VW Osnabrück lehnte am Freitag eine Stellungnahme ab. "Bitte haben Sie Verständnis, dass wir uns zu betriebsinternen Vorgängen und laufenden Ermittlungen nicht äußern", teilte Sprecher Alexander Ott auf Anfrage mit.


Das Volkswagen-Werk in Osnabrück aus der Vogelperspektive, aufgenommen im Mai 2016. Foto: NOZ-Archiv/David Ebener

Hinweise auf Diebesbande

Damit bleibt eine Reihe von Fragen vorläufig unbeantwortet. Zum Beispiel, wie viele Fahrzeugteile welcher Art dem Werk durch den Vorfall tatsächlich abhanden kamen oder wie die Täter konkret vorgingen. Unklar ist auch, über welchen Zeitraum sich der mutmaßliche Diebstahl erstreckte. Und wer alles verdächtigt wird.

Möglicherweise sind die Beschuldigten im Kreise von Zulieferern zu suchen. Vielleicht haben sich die Diebe aber auch nur als solche ausgegeben. Darüber hinaus könnten auch Werksangehörige ihre Finger im Spiel gehabt haben. Vieles deutet auf eine Bande hin: Nach Informationen unserer Redaktion laufen Ermittlungsverfahren an verschiedenen Orten, wobei alle ihren Ausgang in Osnabrück haben. 


"Die Ermittlungen befinden sich in einer entscheidenden Phase"Alexander Retemeyer, Sprecher der Staatsanwaltschaft Osnabrück

Mangelhafte Kontrollen am Tor

Ein Insider erklärte, der mutmaßliche Motoren-Klau offenbare eklatante Schwächen sowohl bei der Ein- und Ausgangskontrolle am Tor sowie im Warenwirtschaftssystem der Autofabrik. Anscheinend sei es für die Beteiligten ein Leichtes gewesen, mit großen Fahrzeugen aufs Werksgelände zu kommen und es samt dem schweren Diebesgut wieder zu verlassen. Mit der Folge, dass für die Fertigung benötigte Teile laut den Büchern zwar vorrätig waren, aber nie am Fließband auftauchten.

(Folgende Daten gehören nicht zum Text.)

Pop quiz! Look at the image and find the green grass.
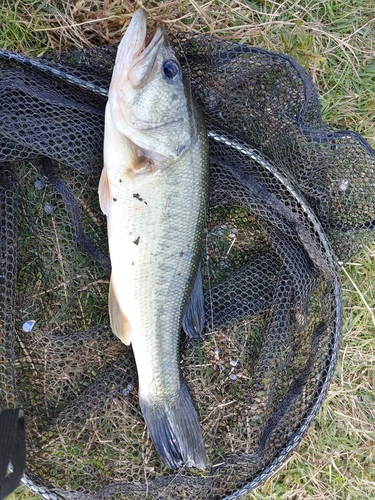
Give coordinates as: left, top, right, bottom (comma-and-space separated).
0, 0, 375, 500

Aktuell sind bei VW Osnabrück nach Firmenangaben mehr als 2300 Mitarbeiter beschäftigt. Sie bilden in den Geschäftsbereichen Technische Entwicklung, Metall-Gruppe und Fahrzeugbau die gesamte automobile Prozesskette ab – von der ersten Idee bis zur Serienproduktion. Die Kernkompetenz des Unternehmens liegt in den Gebieten Cabriolets, Roadster und Kleinserienfahrzeuge.

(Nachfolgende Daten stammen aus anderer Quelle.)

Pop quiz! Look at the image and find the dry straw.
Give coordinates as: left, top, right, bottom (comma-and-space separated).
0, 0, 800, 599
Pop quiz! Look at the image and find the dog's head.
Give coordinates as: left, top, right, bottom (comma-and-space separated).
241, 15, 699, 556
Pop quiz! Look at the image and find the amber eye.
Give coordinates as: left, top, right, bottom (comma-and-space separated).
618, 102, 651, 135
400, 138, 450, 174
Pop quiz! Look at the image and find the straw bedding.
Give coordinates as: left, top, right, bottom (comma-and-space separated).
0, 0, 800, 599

Neufahrzeuge der Marken VW und Porsche warten auf dem Gelände von Volkswagen in Osnabrück auf ihre Auslieferung. Foto: NOZ-Archiv/David Ebener


Von Golf Cabrio bis Porsche Cayman

Auf dem 426.000 Quadratmeter großen Werksgelände in Fledder fertigte Volkswagen Osnabrück seit März 2011 das Golf Cabriolet als erstes Modell. Seit 2012 liefen die Porsche-Modelle Boxster und Cayman am Standort vom Band. 2014 begann die Produktion des auf eine Kleinstserie beschränkten Ein-Liter-Autos Volkswagen XL1. Ein weiteres Porsche-Modell folgte im Juni 2015. Seitdem übernahm VW Osnabrück einen Teil der Endmontage des Porsche Cayenne. Außerdem lackierten und montierten die Mitarbeiter seit April 2016 die erste Generation des VW Tiguan. Im Frühjahr 2017 startete die Fertigung von Teilumfängen des aktuellen Porsche Cayman.

Ende 2018 bekommt das Werk ein weiteres Modell: den Karoq der Konzerntochter Skoda. Ab Anfang 2020 sollen dann in Osnabrück jährlich bis zu 20.000 VW T-Roc Cabriolets vom Band rollen.